Die Befreiung aus den Konzentrationslagern erfuhren die Überlebenden auf unterschiedliche Weise. Viele von ihnen litten an den Folgen der Haft und wurden in Krankenhäusern versorgt. Bevor die nach Deutschland Verschleppten in ihre Heimatländer zurückkehren konnten, wurden sie zunächst als „Displaced Persons“ in Lagern untergebracht. Nicht alle wünschten jedoch eine Rückkehr: Zahlreiche Überlebende wollten in die USA oder nach Palästina emigrieren, einige aber auch in Deutschland bleiben. Ehemalige politische Häftlinge bildeten in Deutschland und in ihren Heimatländern Lagergemeinschaften und Verfolgtenverbände und forderten Entschädigung.

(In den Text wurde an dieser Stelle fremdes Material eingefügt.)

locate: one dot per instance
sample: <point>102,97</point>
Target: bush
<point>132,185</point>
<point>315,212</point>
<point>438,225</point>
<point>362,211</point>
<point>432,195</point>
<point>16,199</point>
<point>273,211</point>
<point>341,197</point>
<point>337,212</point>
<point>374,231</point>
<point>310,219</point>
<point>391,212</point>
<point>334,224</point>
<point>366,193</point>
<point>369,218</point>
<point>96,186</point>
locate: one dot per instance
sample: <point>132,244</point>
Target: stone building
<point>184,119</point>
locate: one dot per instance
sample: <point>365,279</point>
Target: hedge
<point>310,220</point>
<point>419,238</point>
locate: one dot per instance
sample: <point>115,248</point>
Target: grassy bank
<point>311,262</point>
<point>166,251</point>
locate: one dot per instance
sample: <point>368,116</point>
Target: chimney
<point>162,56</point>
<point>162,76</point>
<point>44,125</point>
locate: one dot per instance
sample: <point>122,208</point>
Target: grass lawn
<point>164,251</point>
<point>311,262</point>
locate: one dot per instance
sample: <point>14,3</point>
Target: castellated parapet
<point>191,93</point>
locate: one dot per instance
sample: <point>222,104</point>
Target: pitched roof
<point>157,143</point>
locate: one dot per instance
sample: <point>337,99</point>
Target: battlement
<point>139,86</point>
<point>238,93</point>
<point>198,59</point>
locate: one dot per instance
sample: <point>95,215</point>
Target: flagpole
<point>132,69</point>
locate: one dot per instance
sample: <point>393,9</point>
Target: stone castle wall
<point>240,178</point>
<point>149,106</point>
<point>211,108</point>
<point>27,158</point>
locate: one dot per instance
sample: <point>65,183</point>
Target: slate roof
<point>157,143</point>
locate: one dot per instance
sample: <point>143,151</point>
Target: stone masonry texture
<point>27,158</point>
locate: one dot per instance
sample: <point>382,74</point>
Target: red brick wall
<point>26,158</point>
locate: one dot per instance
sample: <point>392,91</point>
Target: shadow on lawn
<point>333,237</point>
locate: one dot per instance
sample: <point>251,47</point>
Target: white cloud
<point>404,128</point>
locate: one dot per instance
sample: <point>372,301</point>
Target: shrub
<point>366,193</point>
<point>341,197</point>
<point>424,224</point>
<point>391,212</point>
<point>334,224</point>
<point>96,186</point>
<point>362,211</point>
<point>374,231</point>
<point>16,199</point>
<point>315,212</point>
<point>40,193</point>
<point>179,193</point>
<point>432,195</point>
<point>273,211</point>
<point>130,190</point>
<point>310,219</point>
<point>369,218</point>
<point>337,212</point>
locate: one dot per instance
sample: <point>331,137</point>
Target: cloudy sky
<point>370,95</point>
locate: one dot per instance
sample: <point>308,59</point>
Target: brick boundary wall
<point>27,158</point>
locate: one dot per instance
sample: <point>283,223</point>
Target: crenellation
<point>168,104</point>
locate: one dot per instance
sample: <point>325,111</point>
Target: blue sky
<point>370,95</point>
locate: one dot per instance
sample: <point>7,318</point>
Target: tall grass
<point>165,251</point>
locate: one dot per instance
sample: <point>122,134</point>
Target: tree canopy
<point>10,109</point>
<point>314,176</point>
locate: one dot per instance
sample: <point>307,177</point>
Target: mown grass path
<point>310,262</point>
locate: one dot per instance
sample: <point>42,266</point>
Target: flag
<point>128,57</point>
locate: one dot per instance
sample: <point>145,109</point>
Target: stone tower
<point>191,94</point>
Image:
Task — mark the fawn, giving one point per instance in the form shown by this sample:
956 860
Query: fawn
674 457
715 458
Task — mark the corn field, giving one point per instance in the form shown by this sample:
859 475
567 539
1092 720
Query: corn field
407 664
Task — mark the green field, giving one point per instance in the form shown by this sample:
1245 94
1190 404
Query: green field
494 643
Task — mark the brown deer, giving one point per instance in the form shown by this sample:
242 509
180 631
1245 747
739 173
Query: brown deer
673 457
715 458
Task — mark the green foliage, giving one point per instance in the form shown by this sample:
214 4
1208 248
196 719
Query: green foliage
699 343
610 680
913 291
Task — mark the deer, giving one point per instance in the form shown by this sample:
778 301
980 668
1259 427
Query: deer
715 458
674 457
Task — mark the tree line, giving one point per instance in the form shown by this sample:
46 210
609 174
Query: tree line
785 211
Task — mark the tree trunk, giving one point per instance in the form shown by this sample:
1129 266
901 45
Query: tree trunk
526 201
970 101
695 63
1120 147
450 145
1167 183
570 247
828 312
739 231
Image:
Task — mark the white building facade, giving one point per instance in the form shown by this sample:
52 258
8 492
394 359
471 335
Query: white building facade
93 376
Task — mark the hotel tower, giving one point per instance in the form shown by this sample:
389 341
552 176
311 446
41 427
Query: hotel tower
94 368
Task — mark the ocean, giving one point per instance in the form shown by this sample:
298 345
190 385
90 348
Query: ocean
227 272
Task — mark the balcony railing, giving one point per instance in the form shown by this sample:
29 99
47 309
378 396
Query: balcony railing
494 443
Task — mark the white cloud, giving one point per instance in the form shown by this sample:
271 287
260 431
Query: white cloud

Schwarz-weiß-Foto, das befreite Häftlinge zeigt, die bei der Ankunft in Dänemark voller Freude Kopf und Hände aus dem Fenster eines Busses stecken, um sie empfangenden Menschen die Hand zu geben.
Leben nach dem Überleben

Nach der Befreiung mussten die Häftlinge medizinisch versorgt werden. Viele Überlebende litten unter Langzeitfolgen der KZ-Haft. Viele ausländische Häftlinge verbrachten Wochen und Monate in Lagern für „Displaced Persons“. Viele Überlebende, vor allem jüdische Überlebende, emigrierten nach Palästina, Kanada oder in die USA.

Verfolgtenverbände

KZ-Überlebende organisierten sich sofort nach ihrer Befreiung – in Hamburg im „Komitee ehemaliger politischer Gefangener“, aus dem die Hamburger „Vereinigung der Verfolgten des Naziregimes“ (VVN) entstand. Sie forderten Entschädigung für die KZ-Haft, Strafverfolgung der Täter und Entnazifizierung. Sie dokumentierten die Verbrechen und führten Gedenkfeiern durch. 1958 gründeten die belgische, französische und deutsche Lagergemeinschaft die „Amicale Internationale de Neuengamme“ (AIN).

virtuelle Ausstellungen

Die Hauptausstellung „Zeitspuren“ sowie die übrigen Ausstellungen der KZ-Gedenkstätte Neuengamme stehen auch in der Mediathek digital zur Verfügung.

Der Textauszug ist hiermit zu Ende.